Los minutos pasaban demasiado lentos y el aburrimiento la invadía. Quince más y todo seguía igual. Veinte después decidió observar la calle. También a oscuras. Resultaba imposible distinguir nada sin la luz de las farolas pero al menos algunos puntos de luz rojos y verdes ayudaban a los conductores a circular por la calzada. Tan sólo eran las nueve y todo se había sumido en un silencio extraño, propio de una película de temática apocalíptica. Veía destellos tras los cristales y se imaginaba a las familias reunidas en torno a una vela de igual manera que lo estaban ellas, economizando una luz provisional al desconocer cuándo volvería la que aparecía cotidianamente bajo las yemas de los dedos y sin saber muy bien en qué emplear el tiempo de espera.
Se sintió vendida, maniatada y a su mente acudieron recuerdos de conversaciones con sus abuelos. Relatos que describían los quehaceres de una época marcada por el salir y ponerse del sol. Despertares acuciados por el canto insistente de un gallo. El fuego de los hogares como elemento para cocinar y calentar a las familias. El agua de los pozos y de las fuentes en un mundo sin tuberías ni depósitos. La escena se le antojó tan precaria y decadente que bien podría estar más cercana al modo de vida medieval que al del moderno siglo XXI, y una realidad incómoda llenó su mente en ese instante. El capricho de una simple tormenta podía devolvernos en cualquier momento a ese estado. Cuan efímero era el bienestar al que se había acostumbrado este numerado primer mundo.

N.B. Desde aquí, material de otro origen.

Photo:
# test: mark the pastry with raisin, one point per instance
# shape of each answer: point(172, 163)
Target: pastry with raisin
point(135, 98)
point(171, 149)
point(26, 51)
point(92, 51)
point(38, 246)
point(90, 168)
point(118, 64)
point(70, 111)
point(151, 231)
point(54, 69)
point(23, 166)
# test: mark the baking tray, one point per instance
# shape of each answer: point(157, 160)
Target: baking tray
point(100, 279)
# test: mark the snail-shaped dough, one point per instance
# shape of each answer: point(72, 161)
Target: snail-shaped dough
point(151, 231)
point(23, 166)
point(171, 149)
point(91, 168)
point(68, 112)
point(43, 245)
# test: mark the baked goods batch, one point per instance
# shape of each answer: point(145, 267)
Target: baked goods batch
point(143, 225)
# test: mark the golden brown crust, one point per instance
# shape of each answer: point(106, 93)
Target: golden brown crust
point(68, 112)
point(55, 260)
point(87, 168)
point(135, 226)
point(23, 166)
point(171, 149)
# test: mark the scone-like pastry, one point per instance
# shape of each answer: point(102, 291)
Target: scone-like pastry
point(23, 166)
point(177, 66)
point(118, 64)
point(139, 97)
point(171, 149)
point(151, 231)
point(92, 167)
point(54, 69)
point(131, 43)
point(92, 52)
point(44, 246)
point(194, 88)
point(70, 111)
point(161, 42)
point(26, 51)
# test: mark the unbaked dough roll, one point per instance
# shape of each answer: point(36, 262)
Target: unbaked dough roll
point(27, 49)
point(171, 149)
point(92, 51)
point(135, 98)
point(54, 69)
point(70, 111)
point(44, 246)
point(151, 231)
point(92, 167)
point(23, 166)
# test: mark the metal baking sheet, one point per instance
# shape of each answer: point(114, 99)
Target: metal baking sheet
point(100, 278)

Una hora y media después volvieron a encenderse las lámparas y las voces que antes habían oído, reían ahora unánimes. Imaginó soplidos sobre velas que volverían una vez más al olvido en el fondo de algún cajón. Recursos que, imprescindibles minutos antes, volvían a ser inservibles. Las calles iluminadas recuperaban los pasos de la gente y los coches accedían al fin a sus garajes. El agua teñida de marrón brotaba en los grifos a borbotones y en las cocinas se comenzaba a preparar la cena.
Apagó su vela con desgana. Para ella había cumplido una función más importante que la de paliar una espera. Decidió que al día siguiente le encontraría un soporte más apropiado. Mientras tanto, la dejaría junto a sus compañeras en un lugar más inmediato. Ninguna tecnología le aseguraba no volver a necesitarla.